Résolution CM/ResDH(2010)97[1]
Exécution de l’arrêt de la Cour européenne des droits de l’homme
Rachdad contre France
(Requête no 71846/01, arrêt du 13 novembre 2003, définitif le 13 février 2004)
Le Comité des Ministres, en vertu de l’article 46, paragraphe 2, de la Convention de sauvegarde des droits de l’homme et des libertés fondamentales, qui prévoit que le Comité surveille l’exécution des arrêts définitifs de la Cour européenne des droits de l’homme (ci-après nommées « la Convention » et « la Cour ») ;
Vu l’arrêt transmis par la Cour au Comité une fois définitif ;
Rappelant que la violation de la Convention constatée par la Cour dans cette affaire concerne une atteinte au droit du requérant à un procès équitable dans le cadre d’une procédure pénale (violation de l’article 6, paragraphes 1 et 3) (voir détails dans l’Annexe) ;
Ayant invité le gouvernement de l’Etat défendeur à l’informer des mesures qu’il a prises pour se conformer à l’arrêt de la Cour en vertu de l’obligation qui lui incombe au regard de l’article 46, paragraphe 1, de la Convention ;
Ayant examiné les informations transmises par le gouvernement conformément aux Règles du Comité pour l’application de l’article 46, paragraphe 2, de la Convention ;
S’étant assuré que, l’Etat défendeur a versé à la partie requérante, la satisfaction équitable prévue dans l’arrêt (voir détails dans l’Annexe),
Rappelant que les constats de violation par la Cour exigent, outre le paiement de la satisfaction équitable octroyée par la Cour dans ses arrêts, l’adoption par l’Etat défendeur, si nécessaire :
- de mesures individuelles mettant fin aux violations et en effaçant les conséquences, si possible par restitutio in integrum ; et
- de mesures générales, permettant de prévenir des violations semblables ;
DECLARE, après avoir examiné les mesures prises par l’Etat défendeur (voir Annexe), et vu sa décision prise lors de la 940e réunion des Délégués des Ministres (11 octobre 2005) pour l’affaire Rachdad, qu’il a rempli ses fonctions conformément à l’article 46, paragraphe 2, de la Convention dans la présente affaire et
DECIDE d’en clore l’examen.
Annexe à la Résolution CM/ResDH(2010)97
Informations sur les mesures prises afin de se conformer à l’arrêt dans l’affaire
Rachdad contre France
Résumé introductif de l’affaire
L’affaire concerne la violation du droit du requérant à un procès équitable, ce dernier ayant été condamné sur le fondement exclusif de déclarations de témoins qu’il n’avait pu, à aucun stade de la procédure, ni interroger ni faire interroger (violation de l’article 6§§1 et 3d).
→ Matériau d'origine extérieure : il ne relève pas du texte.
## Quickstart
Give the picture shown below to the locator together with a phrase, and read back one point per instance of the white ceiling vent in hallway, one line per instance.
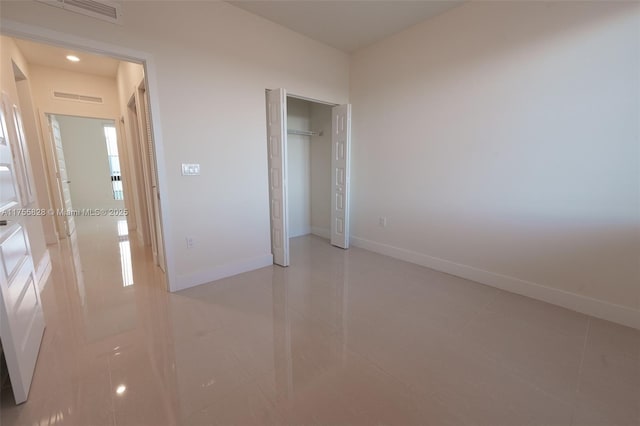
(100, 9)
(76, 97)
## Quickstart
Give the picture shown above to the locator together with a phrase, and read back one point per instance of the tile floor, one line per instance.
(339, 338)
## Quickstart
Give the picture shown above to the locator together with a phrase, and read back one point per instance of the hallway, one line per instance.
(340, 337)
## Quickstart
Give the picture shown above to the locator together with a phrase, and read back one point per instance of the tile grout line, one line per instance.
(584, 350)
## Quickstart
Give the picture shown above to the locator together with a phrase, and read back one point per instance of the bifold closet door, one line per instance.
(277, 152)
(340, 174)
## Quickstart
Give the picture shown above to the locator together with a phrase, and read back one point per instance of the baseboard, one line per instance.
(321, 232)
(305, 231)
(222, 271)
(43, 270)
(586, 305)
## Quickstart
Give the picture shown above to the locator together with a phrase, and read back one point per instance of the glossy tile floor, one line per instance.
(339, 338)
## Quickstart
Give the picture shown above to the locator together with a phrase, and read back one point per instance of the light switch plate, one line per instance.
(191, 169)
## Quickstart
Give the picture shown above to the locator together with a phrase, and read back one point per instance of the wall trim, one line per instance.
(222, 271)
(45, 35)
(43, 270)
(576, 302)
(321, 232)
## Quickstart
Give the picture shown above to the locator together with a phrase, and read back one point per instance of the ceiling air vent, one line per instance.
(76, 97)
(105, 10)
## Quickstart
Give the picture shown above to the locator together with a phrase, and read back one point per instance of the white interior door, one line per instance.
(340, 174)
(155, 194)
(277, 152)
(62, 176)
(21, 318)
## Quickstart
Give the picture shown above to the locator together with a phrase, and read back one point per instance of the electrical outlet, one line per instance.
(191, 169)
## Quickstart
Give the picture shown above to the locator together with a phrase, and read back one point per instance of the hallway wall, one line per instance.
(212, 69)
(87, 162)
A l’issue de la procédure en cause, la Cour d’appel, par un arrêt du 02/12/1998, porta la peine du requérant à six ans d’emprisonnement et le condamna, en outre, à une interdiction définitive du territoire.
I.Paiement de la satisfaction équitable et mesures individuelles
a) Détails de la satisfaction équitable
Dommage matériel
Dommage moral
Frais & dépens
Total
-
-
5 470 EUR
5 470 EUR
Payé le 17/05/2004, intérêts payés le 2/09/2004
b) Mesures individuelles
Le 26/01/05, la cour d’appel de Reims a annulé l’arrêté d’interdiction du territoire dont le requérant faisait l’objet. Le requérant a la possibilité d’introduire une demande de réexamen de sa cause en application des articles 626-1 et suivants du code de procédure pénale.
En conséquence, aucune autre mesure individuelle n’a été considérée nécessaire par le Comité des Ministres.
II.Mesures générales
Le gouvernement a indiqué que l’arrêt avait été publié sur le site Intranet du ministère de la justice et qu’il était accessible à l’ensemble des juridictions ainsi qu’aux directions des services du ministère de la justice. Le gouvernement a ajouté que, de surcroît, l’arrêt avait été diffusé à toutes les juridictions qui pourraient connaître d’une affaire similaire.
III.Conclusions de l’Etat défendeur
Le gouvernement estime qu’il a exécuté l’arrêt de la Cour en cela qu’il a, d’une part pris les mesures individuelles nécessaires à la réparation, dans la mesure du possible, du préjudice subi par le requérant et d’autre part, que les mesures générales prises vont prévenir des violations semblables et que la France a par conséquent rempli ses obligations en vertu de l’article 46, paragraphe 1, de la Convention.
[1] Adoptée par le Comité des Ministres le 15 septembre 2010 lors de la 1092e réunion des Délégués des Ministres.